“Hip capital” . . . “Rebel consumers” . . . “Conquest of cool” . . . “Bobos [bourgeois bohemians] in paradise!” Such are the terms used by social critics to ironically sum up the marketing of the counter-culture, a phenomenon that is commonly exemplified by the reduction of one-time “anti-establishment” anthems to a seemingly endless string of commercial soundtracks. While some observers decry the iconography of the “protest generation” falling into the hands of “the enemy” and bemoan the betrayal of another idol from their youth, others suggest that “the Sixties” was essentially an advertising gimmick and maintain that “boomers” are, and always were, hypocrites.
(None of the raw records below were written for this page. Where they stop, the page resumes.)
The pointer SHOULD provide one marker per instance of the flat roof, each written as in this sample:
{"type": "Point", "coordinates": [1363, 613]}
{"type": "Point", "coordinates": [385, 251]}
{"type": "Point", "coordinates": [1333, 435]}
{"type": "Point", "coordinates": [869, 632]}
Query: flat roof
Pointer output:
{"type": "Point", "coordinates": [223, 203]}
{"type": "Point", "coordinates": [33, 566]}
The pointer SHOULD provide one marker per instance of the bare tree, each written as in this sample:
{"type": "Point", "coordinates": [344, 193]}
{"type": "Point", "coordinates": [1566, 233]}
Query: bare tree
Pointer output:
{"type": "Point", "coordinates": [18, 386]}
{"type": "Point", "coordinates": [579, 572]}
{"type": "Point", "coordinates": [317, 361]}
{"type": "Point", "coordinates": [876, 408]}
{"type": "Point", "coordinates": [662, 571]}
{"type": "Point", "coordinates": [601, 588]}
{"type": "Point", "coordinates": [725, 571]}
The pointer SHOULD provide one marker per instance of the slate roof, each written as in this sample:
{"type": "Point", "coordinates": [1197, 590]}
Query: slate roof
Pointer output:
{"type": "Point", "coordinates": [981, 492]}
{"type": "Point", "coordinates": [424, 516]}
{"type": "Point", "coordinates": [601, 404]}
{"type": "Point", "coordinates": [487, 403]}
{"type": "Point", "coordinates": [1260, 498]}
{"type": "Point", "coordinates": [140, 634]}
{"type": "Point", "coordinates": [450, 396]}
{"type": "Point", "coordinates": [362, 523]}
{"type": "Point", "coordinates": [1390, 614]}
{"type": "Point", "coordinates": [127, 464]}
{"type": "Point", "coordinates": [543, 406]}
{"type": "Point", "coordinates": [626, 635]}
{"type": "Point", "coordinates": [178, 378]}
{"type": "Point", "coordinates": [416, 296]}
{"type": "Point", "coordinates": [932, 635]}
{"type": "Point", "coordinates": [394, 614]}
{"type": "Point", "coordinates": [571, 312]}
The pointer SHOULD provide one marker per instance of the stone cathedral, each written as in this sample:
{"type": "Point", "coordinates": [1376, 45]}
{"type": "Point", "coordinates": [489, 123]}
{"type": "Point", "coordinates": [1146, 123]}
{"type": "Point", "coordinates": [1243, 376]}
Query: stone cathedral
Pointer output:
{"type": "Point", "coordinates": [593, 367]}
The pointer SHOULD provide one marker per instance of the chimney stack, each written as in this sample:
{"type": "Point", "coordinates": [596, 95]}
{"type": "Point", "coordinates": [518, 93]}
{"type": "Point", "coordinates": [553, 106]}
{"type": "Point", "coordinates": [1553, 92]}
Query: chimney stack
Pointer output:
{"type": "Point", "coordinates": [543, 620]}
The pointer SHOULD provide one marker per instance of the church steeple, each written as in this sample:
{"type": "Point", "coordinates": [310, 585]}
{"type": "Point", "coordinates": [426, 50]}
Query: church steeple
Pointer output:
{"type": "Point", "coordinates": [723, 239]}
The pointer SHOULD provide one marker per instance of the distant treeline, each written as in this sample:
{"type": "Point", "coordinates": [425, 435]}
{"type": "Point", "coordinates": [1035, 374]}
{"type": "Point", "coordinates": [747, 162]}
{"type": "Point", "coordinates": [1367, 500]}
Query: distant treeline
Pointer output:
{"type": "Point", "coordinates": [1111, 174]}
Neither outrage nor cynicism, however, helps us understand the past or the present.
Consider the case of Starbucks, a pacesetter in trendy consumption eliciting both scorn and wonder, from Thomas Frank (on “the left”) pointing to the peace symbols that once adorned the walls and windows of its coffee stores to David Brooks (on “the right”) alluding to the difficulty of telling apart the “espresso-sipping artist” and the “cappuccino-gulping banker” that frequent every location. Starbucks, which has become the world’s largest coffee chain, can trace its genesis to the heady counter-cultural days of the late 1960s when three Seattle friends “flipped out” over a Berkeley coffee shop (one feature of which was that the owner hired long-hairs). Several years later, Starbucks was born, a result of these buddies’ desire to provide their hometown with good coffee in a distinctly bohemian atmosphere and of the start-up incentives offered by Seattle local government’s redevelopment of the city’s historic Pike Place Market. Today, the coffee-giant receives kudos for following a grassroots business model, wins praise for nurturing an employee-friendly workplace, and is honored for promoting socially-responsible commerce. Conversely, the “brand” has been identified with nefarious forces of globalization, becoming a target of brickbats, both tangible (recall the smashed window and gutted interior of a Seattle Starbucks during the 1999 anti-WTO protests) and intangible, as the name has become ubiquitous.
Starbucks’ meteoric rise has occurred with a minimum of conventional marketing, something with which admirers and critics alike have been fascinated. Starbucks executives regularly proffer the “opinion” that their company’s success has been a largely word-of-mouth phenomenon, a result of the people-friendly products, service, and atmosphere offered. Such claims are, in some sense, true; Starbucks is quite frank that it sells a “coffee experience.” Towards this end, the company touts its stores as a “third place” in their customers’ lives (first is home and second is work), a clean and appropriately-lighted environment where people can “meet up” and chat, “kick back” with good reads, or “surf the web” via their wireless laptops. Thus, Starbucks is the kind of place about which folks tell their family, friends, and colleagues.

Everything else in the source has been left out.